Die sparkasseneigene Dekabank will ab dem kommenden Montag den deutschen Markt für Retailderivate aufmischen, wie das Institut am heutigen Mittwoch (16. Januar) mitteilte. „Der Einstieg in das Geschäft mit Retailzertifikaten ist für uns ein wichtiger Meilenstein, zum zentralen Wertpapierhaus der Sparkassen zu werden“, sagte der stellvertretende Dekabank-Chef Oliver Behrens.

„Unser Ziel ist es, mit einer am Bedarf der Sparkassen und deren Kunden ausgerichteten Produktpalette das Retail-Zertifikategeschäft im Verbund zu festigen und Marktanteile hinzuzugewinnen“, ergänzte Behrens.

Schon seit zehn Jahren ist das Institut im Geschäft mit Individualzertifikaten für die Eigenanlagen der Sparkassen und deren institutionellen Kunden tätig. Laut einem Unternehmenssprecher werde die Dekabank  das Geschäft „sukzessive“ ausbauen.

Derzeit beschäftige die Dekabank auf der Produktionsseite der Derivate etwa 20 Mitarbeiter. Der Vertrieb an die Sparkassen erfolge durch die bestehende Salesstruktur der Dekabank. „Zunächst werden keine neuen Mitarbeiter eingestellt“, sagte der Unternehmenssprecher.
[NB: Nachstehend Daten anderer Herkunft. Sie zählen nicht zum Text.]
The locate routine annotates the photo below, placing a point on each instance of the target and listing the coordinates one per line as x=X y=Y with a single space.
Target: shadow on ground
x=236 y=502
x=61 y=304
Ob später einmal ein Mitarbeiteraufbau erforderlich werde, hänge von der Geschäftsentwicklung ab. Außerdem verhandle die Dekabank derzeit mit der ebenfalls sparkasseneigenen Landesbank Berlin über eine Zusammenarbeit im Derivategeschäft. Die Ergebnisse müssten abgewartet werden.

Das Geschäft mit Retailderivaten gilt in Deutschland als hart umkämpft. Da die Sparkassen jedoch über eine beträchtliche Vertriebsmacht verfügen, könnte der Einstieg der Dekabank laut Branchenbeobachtern durchaus Sinn machen.